Unlimited follow-up questions

  • Sign in
  • Tag Archive: R&D

    1. Hungary’s Pharma industry benefits from wind(fall) break

      Leave a Comment

      Hungary windfall tax relief – Introduction

      In December 2022, Hungary’s government introduced a windfall tax on drug producers.

      It was based on net revenues generated in 2022 and 2023 in attempt to ‘cure’ its ailing state budget.

      The rate increased progressively from 8% on net revenues exceeding 150 billion forints ($398 million).

      Companies have to pay the new tax for both 2022 and 2023 next year.

      Relief from windfall tax

      However, the government has somewhat rowed back to provide support to some of the businesses within its scope.

      Published in the Hungarian Gazette on 17 July 2023, the detailed legislation provides for taxpayers to reduce windfall tax and increased clawback payment obligations.

      These measures come as welcome news for the Pharma industry, offering potential relief based on investments in tangible assets and research and development costs.

      Reducing the increased clawback payment obligation – conditions

      The tax relief provides a potential lifeline for eligible taxpayers in the pharmaceutical sector.
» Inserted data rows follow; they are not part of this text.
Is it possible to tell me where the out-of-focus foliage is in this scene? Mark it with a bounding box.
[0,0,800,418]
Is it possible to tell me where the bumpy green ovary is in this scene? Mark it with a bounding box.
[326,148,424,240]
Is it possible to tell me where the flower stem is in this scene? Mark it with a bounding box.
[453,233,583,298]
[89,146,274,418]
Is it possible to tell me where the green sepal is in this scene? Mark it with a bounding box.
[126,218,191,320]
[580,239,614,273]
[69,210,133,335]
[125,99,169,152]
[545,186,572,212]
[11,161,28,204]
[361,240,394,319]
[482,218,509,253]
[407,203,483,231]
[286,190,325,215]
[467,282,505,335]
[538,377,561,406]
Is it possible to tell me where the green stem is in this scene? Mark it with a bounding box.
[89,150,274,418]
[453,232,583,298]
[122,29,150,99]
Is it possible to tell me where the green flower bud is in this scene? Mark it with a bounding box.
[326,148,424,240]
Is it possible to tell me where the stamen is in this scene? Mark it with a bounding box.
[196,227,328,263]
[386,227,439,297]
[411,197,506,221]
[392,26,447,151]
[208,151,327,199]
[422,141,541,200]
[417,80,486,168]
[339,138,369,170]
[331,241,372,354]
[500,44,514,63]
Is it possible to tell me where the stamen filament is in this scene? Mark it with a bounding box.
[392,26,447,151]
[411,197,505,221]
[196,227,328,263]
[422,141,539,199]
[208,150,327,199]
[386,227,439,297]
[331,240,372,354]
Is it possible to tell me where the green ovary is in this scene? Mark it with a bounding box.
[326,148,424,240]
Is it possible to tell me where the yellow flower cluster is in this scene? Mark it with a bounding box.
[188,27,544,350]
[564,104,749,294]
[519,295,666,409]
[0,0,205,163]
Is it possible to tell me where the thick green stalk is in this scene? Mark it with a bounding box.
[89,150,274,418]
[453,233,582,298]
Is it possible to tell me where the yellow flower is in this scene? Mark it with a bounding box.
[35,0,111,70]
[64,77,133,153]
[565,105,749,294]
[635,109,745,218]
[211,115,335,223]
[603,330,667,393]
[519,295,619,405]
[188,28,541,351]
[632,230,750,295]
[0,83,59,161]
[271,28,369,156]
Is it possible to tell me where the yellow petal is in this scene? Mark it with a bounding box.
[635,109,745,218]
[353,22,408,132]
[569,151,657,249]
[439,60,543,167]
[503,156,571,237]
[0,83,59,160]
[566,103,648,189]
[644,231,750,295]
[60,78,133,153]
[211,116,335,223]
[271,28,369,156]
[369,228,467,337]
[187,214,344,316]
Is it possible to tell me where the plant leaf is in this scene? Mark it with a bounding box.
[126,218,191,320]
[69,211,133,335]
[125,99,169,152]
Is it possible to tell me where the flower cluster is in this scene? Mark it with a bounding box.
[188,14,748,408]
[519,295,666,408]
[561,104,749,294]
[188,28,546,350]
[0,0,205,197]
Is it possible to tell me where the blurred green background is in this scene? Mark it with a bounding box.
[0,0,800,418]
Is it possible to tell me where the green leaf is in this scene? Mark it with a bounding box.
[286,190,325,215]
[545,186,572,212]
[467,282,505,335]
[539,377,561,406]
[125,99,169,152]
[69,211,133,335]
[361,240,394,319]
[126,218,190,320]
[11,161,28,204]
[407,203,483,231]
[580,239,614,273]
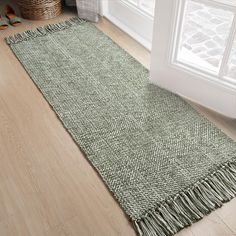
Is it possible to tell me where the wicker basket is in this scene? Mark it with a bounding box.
[18,0,61,20]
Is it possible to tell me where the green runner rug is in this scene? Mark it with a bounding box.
[6,18,236,236]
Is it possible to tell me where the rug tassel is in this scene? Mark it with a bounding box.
[5,17,85,45]
[134,163,236,236]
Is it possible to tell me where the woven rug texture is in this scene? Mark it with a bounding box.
[6,18,236,236]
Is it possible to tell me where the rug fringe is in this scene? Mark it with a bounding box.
[5,17,86,45]
[134,162,236,236]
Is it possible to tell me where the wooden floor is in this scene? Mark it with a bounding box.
[0,4,236,236]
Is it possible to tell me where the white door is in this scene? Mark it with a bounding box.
[151,0,236,118]
[102,0,155,50]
It offers the opportunity to reduce their clawback payment obligation in the 2023 and 2024 tax years.

      Deductible items include the cost of investments in Hungary for tangible assets, direct costs of fundamental research, applied research, and experimental development in the healthcare sector.

      Furthermore, marketing authorization holders or distributors, in case of an approved agreement, can apply the tax relief starting from 20 July 2023, and continue to benefit from it for both 2023 and 2024.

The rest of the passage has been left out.